I can imagine my father back in the thirties, roaming around, darting his head in and out, like a swallow, from the black hood of the camera. He carried it along dark roads built eighty years before, by famished men from the poorhouses. They were narrow roads, bits of sea-blown spray landing on them, winding drunkenly away from the cliffs towards the mountains. And drunken men walked along them, sometimes rows of men, like weeds in motion through the decade of the Great Depression. Rain soaked the soil, battered the land, flung rainbows over the bay. Storms squalled across the water, sometimes so strong that they carried slates and beams and occasionally the whole roofs of houses through the air.

His friend, Manley, had a motorbike that my father used to borrow. Leaning the Triumph around tight corners, along piers and through village greens, a scarf flying out at the back of his neck, my old man became famous locally.

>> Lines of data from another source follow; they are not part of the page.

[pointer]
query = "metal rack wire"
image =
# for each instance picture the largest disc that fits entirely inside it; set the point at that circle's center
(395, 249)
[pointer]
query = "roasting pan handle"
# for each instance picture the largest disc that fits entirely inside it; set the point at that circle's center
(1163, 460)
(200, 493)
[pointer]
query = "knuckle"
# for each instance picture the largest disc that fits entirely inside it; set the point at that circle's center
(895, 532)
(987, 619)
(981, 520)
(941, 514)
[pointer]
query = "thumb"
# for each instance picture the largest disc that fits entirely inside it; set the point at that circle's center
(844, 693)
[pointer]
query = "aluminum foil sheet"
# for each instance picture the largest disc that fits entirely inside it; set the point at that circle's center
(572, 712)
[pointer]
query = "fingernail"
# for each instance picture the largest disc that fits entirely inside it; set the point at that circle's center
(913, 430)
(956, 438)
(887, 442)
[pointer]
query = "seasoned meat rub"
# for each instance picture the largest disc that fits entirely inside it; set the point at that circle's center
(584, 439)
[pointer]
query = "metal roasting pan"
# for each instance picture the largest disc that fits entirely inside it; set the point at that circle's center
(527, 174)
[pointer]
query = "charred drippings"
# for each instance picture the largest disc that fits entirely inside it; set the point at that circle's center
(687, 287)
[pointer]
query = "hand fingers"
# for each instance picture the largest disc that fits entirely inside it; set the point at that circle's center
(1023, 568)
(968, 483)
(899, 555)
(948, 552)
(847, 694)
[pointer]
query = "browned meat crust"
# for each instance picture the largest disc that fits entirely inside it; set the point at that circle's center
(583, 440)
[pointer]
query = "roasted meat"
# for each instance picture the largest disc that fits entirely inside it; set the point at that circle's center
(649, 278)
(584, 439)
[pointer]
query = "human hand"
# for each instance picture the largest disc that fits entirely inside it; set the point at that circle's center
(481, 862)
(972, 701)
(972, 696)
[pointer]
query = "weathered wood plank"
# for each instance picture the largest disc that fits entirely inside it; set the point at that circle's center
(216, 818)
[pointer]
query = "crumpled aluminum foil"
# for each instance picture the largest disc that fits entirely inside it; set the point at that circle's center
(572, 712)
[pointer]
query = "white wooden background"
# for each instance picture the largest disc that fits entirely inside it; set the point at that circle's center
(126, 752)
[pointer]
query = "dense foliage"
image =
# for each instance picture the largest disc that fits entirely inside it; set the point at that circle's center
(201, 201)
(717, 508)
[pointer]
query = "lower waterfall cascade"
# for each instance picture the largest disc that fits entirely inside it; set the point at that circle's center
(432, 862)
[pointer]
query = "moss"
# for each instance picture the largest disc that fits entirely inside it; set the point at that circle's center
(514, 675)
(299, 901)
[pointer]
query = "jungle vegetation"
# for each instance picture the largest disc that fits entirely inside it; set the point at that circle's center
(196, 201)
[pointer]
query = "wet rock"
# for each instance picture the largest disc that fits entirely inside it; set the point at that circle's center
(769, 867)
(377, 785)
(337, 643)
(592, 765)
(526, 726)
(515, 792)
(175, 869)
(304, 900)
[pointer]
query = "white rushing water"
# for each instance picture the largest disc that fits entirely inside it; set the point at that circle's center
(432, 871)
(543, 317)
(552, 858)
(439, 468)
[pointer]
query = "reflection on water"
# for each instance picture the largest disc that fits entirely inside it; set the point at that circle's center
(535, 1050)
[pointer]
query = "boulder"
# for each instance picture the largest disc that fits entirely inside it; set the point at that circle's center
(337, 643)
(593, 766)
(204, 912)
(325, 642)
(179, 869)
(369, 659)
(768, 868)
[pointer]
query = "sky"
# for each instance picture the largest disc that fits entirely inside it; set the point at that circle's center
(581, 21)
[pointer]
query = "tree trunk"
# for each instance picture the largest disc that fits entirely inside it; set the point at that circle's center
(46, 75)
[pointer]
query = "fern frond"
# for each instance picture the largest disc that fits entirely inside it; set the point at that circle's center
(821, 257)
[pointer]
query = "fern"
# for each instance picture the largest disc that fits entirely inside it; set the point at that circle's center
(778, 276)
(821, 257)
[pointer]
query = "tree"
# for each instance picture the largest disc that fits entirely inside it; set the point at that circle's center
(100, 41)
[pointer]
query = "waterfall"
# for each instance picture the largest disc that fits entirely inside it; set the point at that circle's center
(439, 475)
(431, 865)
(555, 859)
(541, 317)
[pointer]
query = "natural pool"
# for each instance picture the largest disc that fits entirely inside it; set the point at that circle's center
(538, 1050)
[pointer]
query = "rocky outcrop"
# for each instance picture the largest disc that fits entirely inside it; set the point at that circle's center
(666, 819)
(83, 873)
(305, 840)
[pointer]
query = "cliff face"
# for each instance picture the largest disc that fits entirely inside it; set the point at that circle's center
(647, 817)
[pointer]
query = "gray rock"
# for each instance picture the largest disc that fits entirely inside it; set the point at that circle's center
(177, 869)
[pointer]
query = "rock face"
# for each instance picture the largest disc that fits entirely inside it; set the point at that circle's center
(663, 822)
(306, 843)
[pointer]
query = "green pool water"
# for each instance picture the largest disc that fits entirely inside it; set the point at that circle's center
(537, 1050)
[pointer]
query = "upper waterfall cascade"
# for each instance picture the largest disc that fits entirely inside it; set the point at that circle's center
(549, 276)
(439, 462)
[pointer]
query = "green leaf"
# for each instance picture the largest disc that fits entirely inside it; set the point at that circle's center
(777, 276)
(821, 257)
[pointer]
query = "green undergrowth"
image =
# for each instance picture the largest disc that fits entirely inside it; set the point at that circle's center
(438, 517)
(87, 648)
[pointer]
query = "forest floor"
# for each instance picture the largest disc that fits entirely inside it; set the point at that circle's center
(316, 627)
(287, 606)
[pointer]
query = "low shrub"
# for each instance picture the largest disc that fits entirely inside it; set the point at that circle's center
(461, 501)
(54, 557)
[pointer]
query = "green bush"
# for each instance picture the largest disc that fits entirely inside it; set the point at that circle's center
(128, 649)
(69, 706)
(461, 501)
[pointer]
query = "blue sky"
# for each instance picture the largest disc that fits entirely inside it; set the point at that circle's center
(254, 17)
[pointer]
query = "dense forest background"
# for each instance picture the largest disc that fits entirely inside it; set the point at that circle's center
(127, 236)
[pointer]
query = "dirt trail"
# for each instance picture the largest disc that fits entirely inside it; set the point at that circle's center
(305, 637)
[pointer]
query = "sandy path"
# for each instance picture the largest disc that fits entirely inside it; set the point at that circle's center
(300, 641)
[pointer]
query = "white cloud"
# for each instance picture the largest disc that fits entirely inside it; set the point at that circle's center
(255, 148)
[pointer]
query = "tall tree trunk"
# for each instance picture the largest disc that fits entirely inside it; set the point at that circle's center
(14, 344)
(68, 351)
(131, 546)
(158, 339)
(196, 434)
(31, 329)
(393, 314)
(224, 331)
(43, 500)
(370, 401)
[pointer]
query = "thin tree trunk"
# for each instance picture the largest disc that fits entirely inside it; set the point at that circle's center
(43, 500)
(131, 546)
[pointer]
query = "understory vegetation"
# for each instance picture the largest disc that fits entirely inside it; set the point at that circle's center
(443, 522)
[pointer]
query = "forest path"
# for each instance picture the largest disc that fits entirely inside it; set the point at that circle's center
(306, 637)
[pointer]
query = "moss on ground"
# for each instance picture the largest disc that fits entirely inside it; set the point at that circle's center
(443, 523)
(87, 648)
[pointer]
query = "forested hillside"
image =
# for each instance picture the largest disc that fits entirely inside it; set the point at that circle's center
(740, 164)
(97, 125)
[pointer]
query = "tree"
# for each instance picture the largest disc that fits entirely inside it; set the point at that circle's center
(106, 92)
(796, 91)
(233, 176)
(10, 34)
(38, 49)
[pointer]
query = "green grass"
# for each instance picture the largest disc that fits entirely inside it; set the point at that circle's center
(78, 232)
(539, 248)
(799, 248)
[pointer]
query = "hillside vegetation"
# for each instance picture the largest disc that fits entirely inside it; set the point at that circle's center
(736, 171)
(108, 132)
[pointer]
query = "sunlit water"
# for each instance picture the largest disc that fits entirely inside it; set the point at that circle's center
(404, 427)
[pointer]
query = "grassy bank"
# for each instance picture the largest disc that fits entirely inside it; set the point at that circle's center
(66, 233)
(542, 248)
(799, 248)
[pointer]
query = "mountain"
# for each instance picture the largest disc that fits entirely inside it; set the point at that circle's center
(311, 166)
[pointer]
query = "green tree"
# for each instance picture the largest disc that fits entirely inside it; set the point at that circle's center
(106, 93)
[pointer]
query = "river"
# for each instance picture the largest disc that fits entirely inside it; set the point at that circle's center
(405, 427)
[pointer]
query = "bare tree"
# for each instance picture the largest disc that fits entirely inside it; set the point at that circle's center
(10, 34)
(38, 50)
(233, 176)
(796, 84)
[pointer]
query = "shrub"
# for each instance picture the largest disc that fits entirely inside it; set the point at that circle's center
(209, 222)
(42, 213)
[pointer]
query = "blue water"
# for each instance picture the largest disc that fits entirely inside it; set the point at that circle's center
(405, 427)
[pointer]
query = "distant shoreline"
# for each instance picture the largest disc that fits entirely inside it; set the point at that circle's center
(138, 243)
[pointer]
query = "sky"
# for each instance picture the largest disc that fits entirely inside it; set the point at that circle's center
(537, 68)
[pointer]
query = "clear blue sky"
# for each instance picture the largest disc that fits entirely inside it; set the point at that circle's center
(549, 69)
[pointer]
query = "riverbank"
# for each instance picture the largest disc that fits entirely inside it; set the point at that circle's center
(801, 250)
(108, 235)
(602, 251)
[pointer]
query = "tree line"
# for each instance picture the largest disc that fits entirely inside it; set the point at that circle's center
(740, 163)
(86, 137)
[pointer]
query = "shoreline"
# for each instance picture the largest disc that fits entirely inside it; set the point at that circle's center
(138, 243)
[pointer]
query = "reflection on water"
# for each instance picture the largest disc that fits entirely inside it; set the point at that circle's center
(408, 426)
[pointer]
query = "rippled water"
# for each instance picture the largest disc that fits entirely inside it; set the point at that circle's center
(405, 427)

Along the backroads of Mayo he caught black and white images of old women head-bent on the way to mass; flowers reaching up above black puddles; sheep huddled in the ruined shells of old cottages; packets of cornflakes fading in the windows of shops; fishermen down by the docksides warming their hands over oil drums; a middle-aged tinker resting outside an old caravan, spreadeagled, plucking at the crotch of his pants. It was a world that had seldom seen a lens of any sort, and my father moved around it, taller now, his body filling out, sleeves rolled up, drama in the exhibition of himself. The quiff of hair bounced around on his forehead. Veins rose, eskers on the back of his hand, blue and well defined. He could cock his arm and dance an easy muscle. Girls outside the dancehall watched him and wondered.

The owner of the dancehall — a man with a face like a hagfish — wouldn’t allow any cameras inside. Still, my father was quite content to hang around, smoking, waiting for Manley to emerge, looking for opportunities to use Loyola. Eighteen years old, and the world back then was a fabulous place to him. He could have bitten off pieces of the universe and spat them on a big glass photographic plate. Outside the dancehall he sometimes took pictures of young women smoking for the first time, new hats cocked sideways, daring lipstick smudged upwards to thicken their lips. Sometimes the girls would try to get him to come in and dance, but it didn’t interest him, dancing, unless he could take a picture of it.

Once he got caught trying to take photographs of the church housekeeper in the outhouse behind the priest’s place. The door was left open, revealing the housekeeper with her skirt hitched high around her hips and her knees ajar. My father had hidden in a clump of bushes but didn’t have time to take a single picture. The priest, a former hurley player, discovered him and knocked him to the ground with a single roundhouse, opened the back of the camera, held the glass plates to the light as if reading the holy scrolls. He gave a thunderous sermon the next week, passages from the Old Testament about graven images, feverish words flying around the pews. My old man slouched at the back of the church with his hat on. He tipped his hat a little when worshippers went up for the Eucharist. From then on, there was a dark, but almost heroic shadow following him in town. A swagger out the door of the church, a bit of spit aimed at the sky with missionary zeal, a bravura in the sway of his shoulders as he walked.